Exploring the World,
One Query at a Time
Dive Deeper and Faster Without Lagging with SQL
Project Overview
This project involved the setup and analysis of a comprehensive relational database containing global demographic, geographic, and linguistic data. Using SQL, I executed a series of queries to provide actionable insights for various professional scenarios, such as urban planning, health initiatives, and travel promotions.
Situation
As part of the Day 4 curriculum for the Data Technician course, I was tasked with a practical SQL exercise. The objective was to download and implement a script to create a "world" database and then solve 20 specific data retrieval scenarios ranging from basic counts to complex multi-table joins.
Task
The primary requirements were:
* Database Setup: Successfully implement the world database, which includes tables for city, country, and country language.
* Data Retrieval: Write and execute SQL syntax to answer 20 business-driven questions, ensuring both the syntax and output were documented.

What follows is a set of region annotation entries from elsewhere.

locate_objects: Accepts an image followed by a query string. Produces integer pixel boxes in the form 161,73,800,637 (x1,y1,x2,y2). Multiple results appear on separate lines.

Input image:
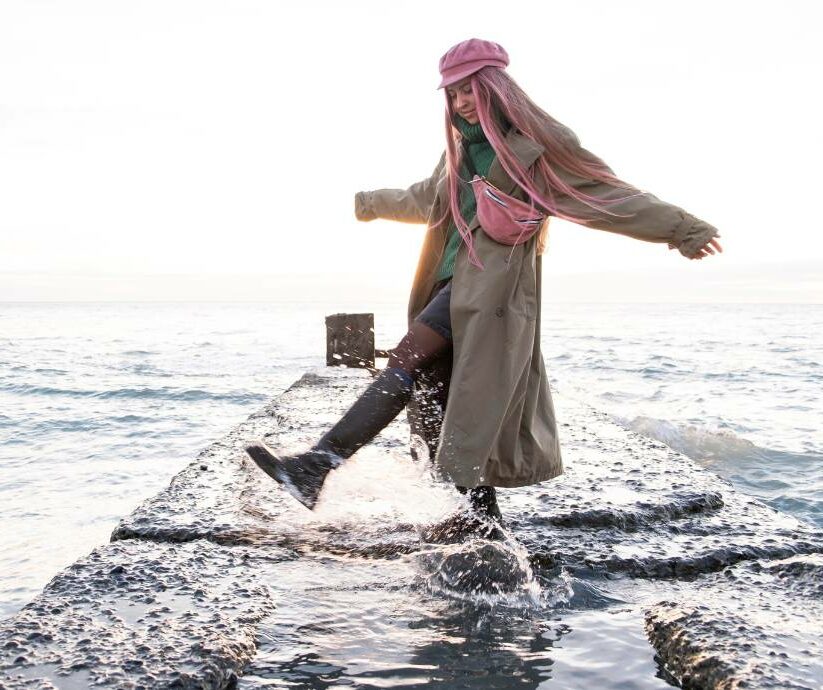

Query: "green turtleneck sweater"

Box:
435,115,494,281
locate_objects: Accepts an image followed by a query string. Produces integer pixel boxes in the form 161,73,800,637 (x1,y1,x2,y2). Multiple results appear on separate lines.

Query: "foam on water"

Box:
0,298,823,615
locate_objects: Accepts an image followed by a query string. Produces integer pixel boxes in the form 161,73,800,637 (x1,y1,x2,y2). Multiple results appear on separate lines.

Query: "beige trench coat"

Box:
355,128,718,487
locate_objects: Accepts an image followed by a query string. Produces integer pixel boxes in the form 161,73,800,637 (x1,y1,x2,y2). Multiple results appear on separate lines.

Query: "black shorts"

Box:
414,278,452,342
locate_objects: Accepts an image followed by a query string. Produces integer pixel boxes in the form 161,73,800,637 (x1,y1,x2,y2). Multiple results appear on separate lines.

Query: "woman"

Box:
247,38,722,536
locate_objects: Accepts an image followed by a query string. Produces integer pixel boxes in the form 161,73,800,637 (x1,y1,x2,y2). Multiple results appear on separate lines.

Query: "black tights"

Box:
388,321,496,512
388,321,451,379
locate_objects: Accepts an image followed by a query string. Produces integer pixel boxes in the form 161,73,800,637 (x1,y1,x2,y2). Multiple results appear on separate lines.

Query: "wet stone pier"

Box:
0,369,823,689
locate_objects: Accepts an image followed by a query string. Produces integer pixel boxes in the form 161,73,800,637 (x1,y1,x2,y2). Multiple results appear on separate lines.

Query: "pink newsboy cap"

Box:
437,38,509,89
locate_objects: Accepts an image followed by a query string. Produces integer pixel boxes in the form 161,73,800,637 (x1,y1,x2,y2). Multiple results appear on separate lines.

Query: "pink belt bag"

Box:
471,175,546,245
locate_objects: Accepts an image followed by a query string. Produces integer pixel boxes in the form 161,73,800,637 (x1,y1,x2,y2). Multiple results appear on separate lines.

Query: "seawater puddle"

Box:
238,448,672,688
238,540,674,688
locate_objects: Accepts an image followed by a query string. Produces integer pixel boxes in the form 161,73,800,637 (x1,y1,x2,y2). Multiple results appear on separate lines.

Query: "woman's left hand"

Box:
669,237,723,259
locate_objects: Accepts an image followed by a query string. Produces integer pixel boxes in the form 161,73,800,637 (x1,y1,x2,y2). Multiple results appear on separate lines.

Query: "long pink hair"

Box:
435,66,643,268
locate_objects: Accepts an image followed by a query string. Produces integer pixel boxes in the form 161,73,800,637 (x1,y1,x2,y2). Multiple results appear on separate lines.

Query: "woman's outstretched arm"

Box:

* Analysis: Perform tasks such as identifying the country with the highest life expectancy, counting cities in the USA, and calculating average populations.
Action
* Overcoming Technical Challenges: I initially faced significant hurdles while attempting to install a local SQL environment on my laptop. To ensure the project stayed on schedule, I pivoted and utilized a free online SQL version to host the database and execute my queries.
Schema Implementation: I executed the provided script to build the database architecture. This included the city table (with fields like ID, Name, and Population), the country table (including Code, Continent, and LifeExpectancy), and the country language table.
Query Development: I authored and tested SQL statements for the requested scenarios, including:
Pattern Matching: Finding cities featuring "New" or starting with the "Be" prefix.
Aggregate Functions: Using COUNT(*) to find the number of cities in the USA and AVG(Population) for country averages.
Joins: Implementing INNER JOINs to connect cities with their respective countries to identify European cities and compare capital city populations.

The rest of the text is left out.